Scenario 3: Groundhog Day
What if the Nintendo CD was produced yet nothing changed? Suppose the joint Nintendo/Sony add-on hit the stores in 1991 followed shortly by the Sega CD. As the prior theory explored there would certainly be a barrage of horrible CD games that followed. Instead of continuing down the spiral suppose Nintendo scrapped their CD attachment entirely.
The Nintendo of Hiroshi Yamauchi knew when to cut bait. Rob the Robot, Zapper, Power Pad, Super Scope, and later the Virtual Boy were all scrapped when things looked bad. Suppose in 1992 they simply dropped their CD at the first sign of lameness. Sony would blame Nintendo for abandoning the system too soon while Nintendo would blame Sony for the quality of the hardware. Lawsuits would be exchanged. By the time the smoke cleared, Nintendo and Sony harbored a deep resentment for each other.
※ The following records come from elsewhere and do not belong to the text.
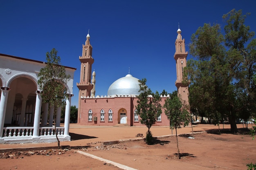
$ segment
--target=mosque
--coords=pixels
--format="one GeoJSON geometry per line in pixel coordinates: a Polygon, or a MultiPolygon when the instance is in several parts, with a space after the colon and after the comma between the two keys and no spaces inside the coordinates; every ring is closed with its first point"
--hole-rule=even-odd
{"type": "MultiPolygon", "coordinates": [[[[185,40],[182,39],[180,28],[177,32],[178,35],[175,41],[174,56],[177,77],[175,85],[178,95],[188,102],[188,88],[182,83],[183,68],[186,66],[188,52],[185,51],[185,40]]],[[[95,96],[96,73],[93,71],[92,73],[94,59],[92,56],[92,46],[90,40],[88,33],[85,44],[83,45],[82,56],[79,57],[81,65],[80,82],[76,83],[79,89],[77,123],[88,126],[143,126],[139,121],[139,116],[136,113],[135,107],[138,99],[137,96],[139,94],[137,78],[128,74],[109,86],[107,96],[95,96]]],[[[168,95],[161,96],[162,106],[169,97],[168,95]]],[[[154,126],[168,126],[169,124],[163,109],[154,126]]]]}
{"type": "Polygon", "coordinates": [[[69,124],[74,72],[64,66],[69,81],[63,84],[69,97],[66,100],[64,126],[61,126],[61,108],[57,108],[56,130],[53,126],[54,110],[48,110],[37,76],[45,62],[0,54],[0,144],[52,142],[55,132],[60,141],[70,140],[69,124]]]}

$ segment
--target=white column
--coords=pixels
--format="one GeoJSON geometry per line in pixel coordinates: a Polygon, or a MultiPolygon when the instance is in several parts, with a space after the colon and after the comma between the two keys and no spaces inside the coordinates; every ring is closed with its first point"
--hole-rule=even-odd
{"type": "Polygon", "coordinates": [[[71,105],[71,97],[73,95],[70,95],[68,99],[66,100],[66,107],[65,108],[65,120],[64,122],[64,135],[69,136],[70,119],[70,106],[71,105]]]}
{"type": "Polygon", "coordinates": [[[40,115],[41,114],[41,106],[42,97],[40,91],[36,91],[36,108],[35,109],[35,117],[34,117],[33,136],[39,135],[39,125],[40,124],[40,115]]]}
{"type": "Polygon", "coordinates": [[[48,103],[43,104],[43,113],[42,114],[42,126],[44,126],[47,124],[47,117],[48,116],[48,103]]]}
{"type": "Polygon", "coordinates": [[[28,122],[28,120],[29,119],[29,114],[27,113],[27,114],[25,114],[25,123],[24,123],[24,126],[27,126],[27,122],[28,122]]]}
{"type": "Polygon", "coordinates": [[[54,106],[52,106],[50,107],[50,113],[49,114],[49,126],[52,126],[52,121],[53,121],[53,114],[54,111],[54,106]]]}
{"type": "Polygon", "coordinates": [[[24,126],[25,121],[25,113],[26,113],[26,105],[27,99],[22,98],[21,104],[21,112],[20,113],[20,126],[24,126]]]}
{"type": "Polygon", "coordinates": [[[61,107],[57,108],[57,113],[56,113],[56,126],[61,126],[61,107]]]}
{"type": "Polygon", "coordinates": [[[1,100],[0,100],[0,137],[2,137],[4,129],[8,93],[11,88],[5,89],[4,87],[1,87],[1,89],[2,93],[1,93],[1,100]]]}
By 1993 Sony is furiously working on a 32-bit system to put Nintendo out of business, something called the "Playstation". By 1995 the system was ready for a September launch.
Fast-forward to 2007 and the "Playstation 3" is battling a lower cost Nintendo "Wii". Of course this "Wii" system can natively play the old Nintendo CD games, or consumers can drop $8 to download them on something called the "Virtual Console". The Nintendo CD add-on goes for $50 on something called "eBay" with games averaging $2-$10.